Thank you for confirming the magic of
Mother Earth. Sharing the spiritual
connection with Mother Earth’s abundance.
I love your dedication, your knowlege, and your spirit to the ways of the Green
Blessings. Heartfelt thanks to all.
Truly Grateful,
Mary Ann Keiko Bruno
December 12th, 2011 at 12:46 pm
Thank you so much for the Green Report!
My youngest son just did a college Horticulture presentation on Wild Edibles, all the plants he used grow right here on the farm. We now have to take a walk to see if Celadine, and Wild Chives are available for our foraging.
December 13th, 2011 at 2:39 pm
Blanch Derby,
quite right. Celandine is to be used with caution and is not a salad plant.

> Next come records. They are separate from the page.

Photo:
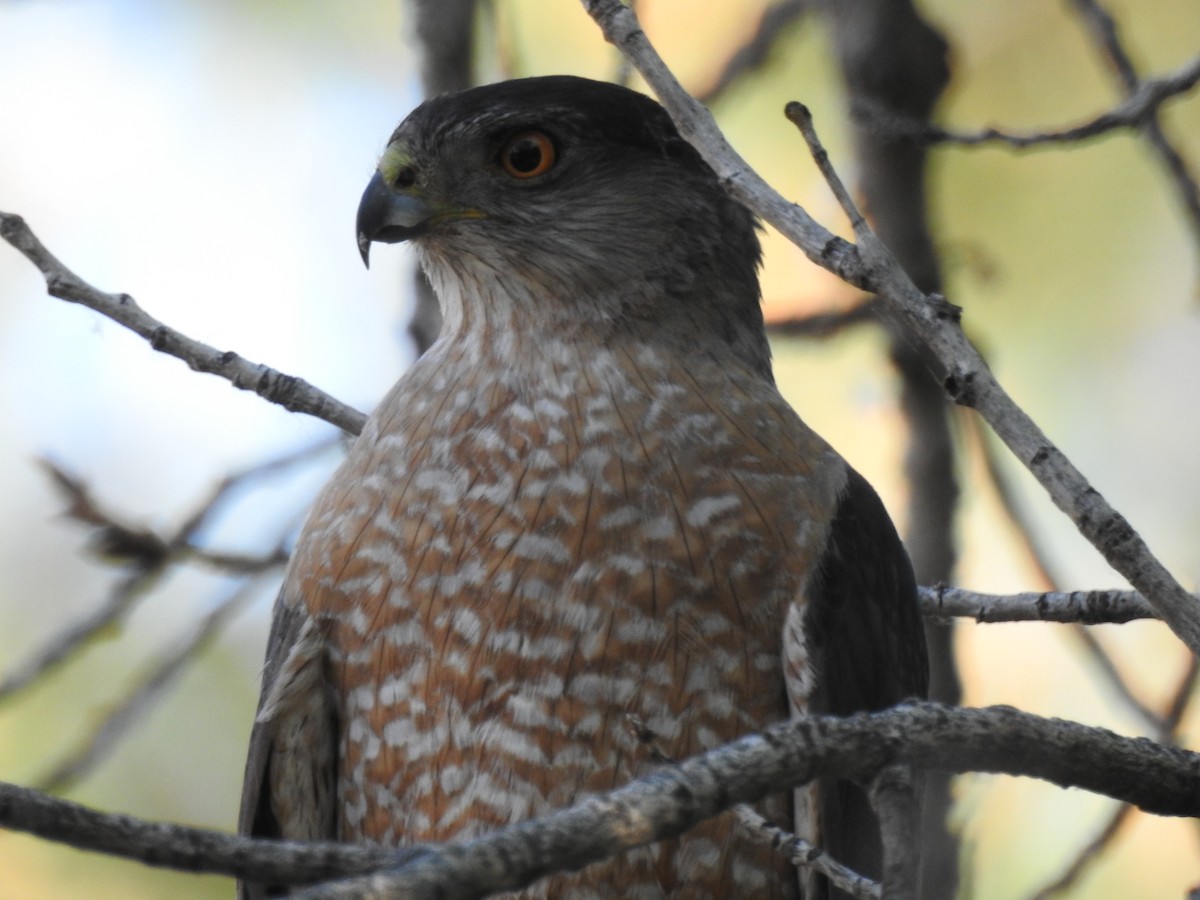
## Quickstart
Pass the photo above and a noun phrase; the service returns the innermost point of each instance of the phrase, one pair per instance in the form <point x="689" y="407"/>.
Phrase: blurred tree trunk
<point x="444" y="31"/>
<point x="894" y="63"/>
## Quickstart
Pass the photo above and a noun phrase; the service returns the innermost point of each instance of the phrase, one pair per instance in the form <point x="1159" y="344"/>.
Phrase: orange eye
<point x="528" y="154"/>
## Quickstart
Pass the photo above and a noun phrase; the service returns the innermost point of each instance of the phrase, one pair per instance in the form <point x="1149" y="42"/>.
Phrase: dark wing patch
<point x="289" y="787"/>
<point x="867" y="647"/>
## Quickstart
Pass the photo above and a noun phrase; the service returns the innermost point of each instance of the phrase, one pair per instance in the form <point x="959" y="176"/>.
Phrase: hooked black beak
<point x="389" y="215"/>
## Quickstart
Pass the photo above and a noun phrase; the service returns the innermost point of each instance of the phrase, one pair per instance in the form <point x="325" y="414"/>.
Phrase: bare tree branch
<point x="117" y="721"/>
<point x="870" y="267"/>
<point x="1087" y="607"/>
<point x="78" y="633"/>
<point x="802" y="853"/>
<point x="1109" y="831"/>
<point x="894" y="798"/>
<point x="1132" y="113"/>
<point x="149" y="553"/>
<point x="1104" y="29"/>
<point x="924" y="736"/>
<point x="293" y="394"/>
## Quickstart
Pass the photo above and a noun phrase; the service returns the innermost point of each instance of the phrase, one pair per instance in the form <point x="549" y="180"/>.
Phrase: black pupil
<point x="525" y="155"/>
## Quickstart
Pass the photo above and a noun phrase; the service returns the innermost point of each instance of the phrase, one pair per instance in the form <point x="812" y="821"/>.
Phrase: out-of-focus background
<point x="208" y="160"/>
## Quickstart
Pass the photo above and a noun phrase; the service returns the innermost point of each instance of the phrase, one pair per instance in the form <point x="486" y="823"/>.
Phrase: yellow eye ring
<point x="528" y="154"/>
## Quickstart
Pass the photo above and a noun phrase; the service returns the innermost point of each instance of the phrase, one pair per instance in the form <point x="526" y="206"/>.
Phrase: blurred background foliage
<point x="207" y="157"/>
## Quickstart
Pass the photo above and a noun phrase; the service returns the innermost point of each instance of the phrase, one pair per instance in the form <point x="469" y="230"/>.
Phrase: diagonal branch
<point x="291" y="393"/>
<point x="869" y="265"/>
<point x="924" y="736"/>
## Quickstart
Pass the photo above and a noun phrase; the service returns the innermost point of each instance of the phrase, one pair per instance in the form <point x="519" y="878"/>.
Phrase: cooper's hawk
<point x="587" y="507"/>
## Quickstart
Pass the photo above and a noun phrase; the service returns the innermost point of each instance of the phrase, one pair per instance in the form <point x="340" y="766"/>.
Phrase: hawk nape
<point x="586" y="505"/>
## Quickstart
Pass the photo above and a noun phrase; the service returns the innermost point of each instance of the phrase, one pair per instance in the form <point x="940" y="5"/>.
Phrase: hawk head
<point x="559" y="202"/>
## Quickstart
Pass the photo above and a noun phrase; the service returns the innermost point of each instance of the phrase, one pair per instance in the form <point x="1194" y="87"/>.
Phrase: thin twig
<point x="1108" y="833"/>
<point x="894" y="799"/>
<point x="664" y="804"/>
<point x="149" y="553"/>
<point x="969" y="382"/>
<point x="1104" y="30"/>
<point x="802" y="853"/>
<point x="138" y="701"/>
<point x="1087" y="607"/>
<point x="1131" y="113"/>
<point x="291" y="393"/>
<point x="799" y="115"/>
<point x="1101" y="658"/>
<point x="81" y="631"/>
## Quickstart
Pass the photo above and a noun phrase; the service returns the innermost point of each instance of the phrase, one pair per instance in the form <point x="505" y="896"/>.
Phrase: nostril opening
<point x="406" y="177"/>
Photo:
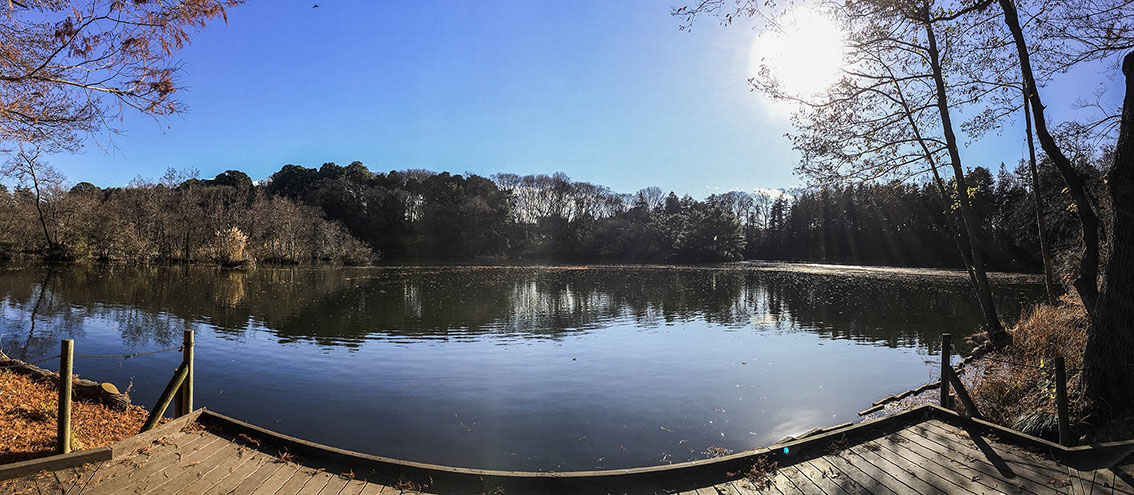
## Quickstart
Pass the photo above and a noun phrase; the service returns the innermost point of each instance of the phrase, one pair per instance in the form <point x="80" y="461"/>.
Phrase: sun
<point x="804" y="53"/>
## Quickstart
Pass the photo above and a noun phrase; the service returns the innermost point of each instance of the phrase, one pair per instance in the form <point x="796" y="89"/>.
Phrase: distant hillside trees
<point x="177" y="220"/>
<point x="348" y="214"/>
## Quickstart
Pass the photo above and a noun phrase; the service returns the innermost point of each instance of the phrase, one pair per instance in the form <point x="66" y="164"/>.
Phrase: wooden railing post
<point x="187" y="360"/>
<point x="946" y="367"/>
<point x="1061" y="401"/>
<point x="66" y="366"/>
<point x="166" y="398"/>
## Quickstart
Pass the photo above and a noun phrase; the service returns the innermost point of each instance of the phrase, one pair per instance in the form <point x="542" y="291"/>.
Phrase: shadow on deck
<point x="923" y="451"/>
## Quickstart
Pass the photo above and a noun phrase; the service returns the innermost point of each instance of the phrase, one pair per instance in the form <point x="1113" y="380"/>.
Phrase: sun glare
<point x="804" y="54"/>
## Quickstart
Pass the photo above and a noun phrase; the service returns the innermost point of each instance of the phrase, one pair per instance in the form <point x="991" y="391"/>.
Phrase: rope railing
<point x="133" y="355"/>
<point x="180" y="387"/>
<point x="30" y="363"/>
<point x="179" y="348"/>
<point x="1041" y="365"/>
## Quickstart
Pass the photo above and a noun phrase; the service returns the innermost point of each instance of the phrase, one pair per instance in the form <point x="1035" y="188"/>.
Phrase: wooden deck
<point x="924" y="452"/>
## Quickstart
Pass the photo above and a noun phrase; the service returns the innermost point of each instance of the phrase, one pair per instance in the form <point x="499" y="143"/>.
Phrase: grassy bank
<point x="1015" y="386"/>
<point x="27" y="419"/>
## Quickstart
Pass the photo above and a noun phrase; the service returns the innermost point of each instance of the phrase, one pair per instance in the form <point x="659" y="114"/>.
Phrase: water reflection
<point x="510" y="367"/>
<point x="345" y="306"/>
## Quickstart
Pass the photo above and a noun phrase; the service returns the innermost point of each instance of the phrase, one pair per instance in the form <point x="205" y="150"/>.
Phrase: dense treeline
<point x="225" y="220"/>
<point x="905" y="223"/>
<point x="349" y="214"/>
<point x="416" y="214"/>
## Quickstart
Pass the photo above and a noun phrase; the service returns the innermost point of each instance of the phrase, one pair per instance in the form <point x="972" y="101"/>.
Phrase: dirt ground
<point x="27" y="419"/>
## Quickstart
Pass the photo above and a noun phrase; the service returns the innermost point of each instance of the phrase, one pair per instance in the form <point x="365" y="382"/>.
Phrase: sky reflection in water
<point x="552" y="368"/>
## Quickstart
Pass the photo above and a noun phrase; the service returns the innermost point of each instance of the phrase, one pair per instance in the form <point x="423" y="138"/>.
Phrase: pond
<point x="512" y="367"/>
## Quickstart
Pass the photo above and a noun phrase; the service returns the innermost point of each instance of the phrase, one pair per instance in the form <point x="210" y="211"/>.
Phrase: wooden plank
<point x="68" y="477"/>
<point x="315" y="484"/>
<point x="895" y="468"/>
<point x="721" y="488"/>
<point x="145" y="460"/>
<point x="802" y="484"/>
<point x="195" y="464"/>
<point x="265" y="470"/>
<point x="954" y="440"/>
<point x="295" y="484"/>
<point x="48" y="485"/>
<point x="153" y="474"/>
<point x="987" y="474"/>
<point x="335" y="485"/>
<point x="819" y="478"/>
<point x="783" y="484"/>
<point x="375" y="489"/>
<point x="954" y="471"/>
<point x="53" y="462"/>
<point x="862" y="472"/>
<point x="746" y="487"/>
<point x="171" y="427"/>
<point x="235" y="457"/>
<point x="277" y="479"/>
<point x="255" y="461"/>
<point x="834" y="475"/>
<point x="354" y="487"/>
<point x="931" y="477"/>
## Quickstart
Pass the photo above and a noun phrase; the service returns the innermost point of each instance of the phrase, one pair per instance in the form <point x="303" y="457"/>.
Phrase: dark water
<point x="536" y="368"/>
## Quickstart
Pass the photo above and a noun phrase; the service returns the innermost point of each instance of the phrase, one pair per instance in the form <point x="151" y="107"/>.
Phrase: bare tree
<point x="889" y="116"/>
<point x="68" y="68"/>
<point x="1108" y="360"/>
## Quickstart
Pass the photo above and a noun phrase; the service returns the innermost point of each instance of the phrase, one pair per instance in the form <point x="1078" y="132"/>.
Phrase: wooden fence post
<point x="66" y="366"/>
<point x="166" y="398"/>
<point x="1061" y="401"/>
<point x="946" y="367"/>
<point x="187" y="359"/>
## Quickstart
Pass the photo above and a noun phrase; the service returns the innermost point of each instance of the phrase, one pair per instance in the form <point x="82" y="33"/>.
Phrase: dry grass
<point x="27" y="419"/>
<point x="1023" y="397"/>
<point x="1048" y="331"/>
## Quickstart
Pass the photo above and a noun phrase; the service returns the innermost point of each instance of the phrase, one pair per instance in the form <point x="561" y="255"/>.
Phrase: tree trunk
<point x="1108" y="360"/>
<point x="1088" y="282"/>
<point x="1040" y="224"/>
<point x="998" y="336"/>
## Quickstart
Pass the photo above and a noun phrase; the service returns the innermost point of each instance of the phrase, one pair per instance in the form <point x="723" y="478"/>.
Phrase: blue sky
<point x="608" y="92"/>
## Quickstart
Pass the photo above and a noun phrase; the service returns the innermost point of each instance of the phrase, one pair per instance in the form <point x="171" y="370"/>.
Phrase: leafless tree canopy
<point x="69" y="68"/>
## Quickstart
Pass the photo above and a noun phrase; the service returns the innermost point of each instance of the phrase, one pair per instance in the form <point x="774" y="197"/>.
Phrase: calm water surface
<point x="510" y="367"/>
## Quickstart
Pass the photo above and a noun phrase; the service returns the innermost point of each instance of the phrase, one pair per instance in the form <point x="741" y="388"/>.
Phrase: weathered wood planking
<point x="932" y="453"/>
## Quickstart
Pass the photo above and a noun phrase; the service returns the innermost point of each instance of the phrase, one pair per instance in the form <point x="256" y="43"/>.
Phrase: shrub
<point x="230" y="247"/>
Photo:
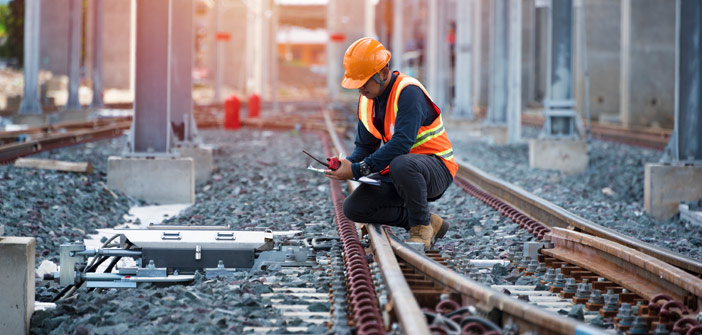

I use it externally, to reverse possible cancer in questionable skin spots, and for removal of external genital warts, except from my new book “Down There: Sexual and Reproductive Health the Wise Woman Way”:
“Celandine (Celadonium majus) juice is the most effective way I know to remove external genital warts. It is safe, painless, and easy to use if you live where evergreen celandine grows – in Europe, in North America, from Nova Scotia to Georgia and west to Missouri, throughout Europe, and in waste places in temperate-zone cities. The fresh sap from leaf stalks or the root works fastest, and best, but topical applications of tincture are somewhat effective, too.”
December 13th, 2011 at 3:00 pm
Jody, here is a good article that discusses the help that plants offer us in cleaning our soil and water http://en.wikipedia.org/wiki/Rhizofiltration ..lots of articles online about how sunflowers are being used to clean up radiation http://www.japantoday.com/category/national/view/sunflowers-used-to-clean-up-radiation
if you are concerned about your land, grown sunflowers, and harvest them before they go to seed, then dispose of the plant matter in a responsible manner…
its really a fascinating topic and once again shows us how much the plants help us in many ways so many good articles….here is an other interesting one http://www.cee.vt.edu/ewr/environmental/teach/gwprimer/group17/phyto/index.html
all that being said, i would be suprised to find much contaminents in the wild plants growing around you and i personally am not concerned about roadside harvest of medicinals. A word of caution about plants harvested where cats and dogs or even people may defficate, avoid harvesting plants where pooping occurs. enough said.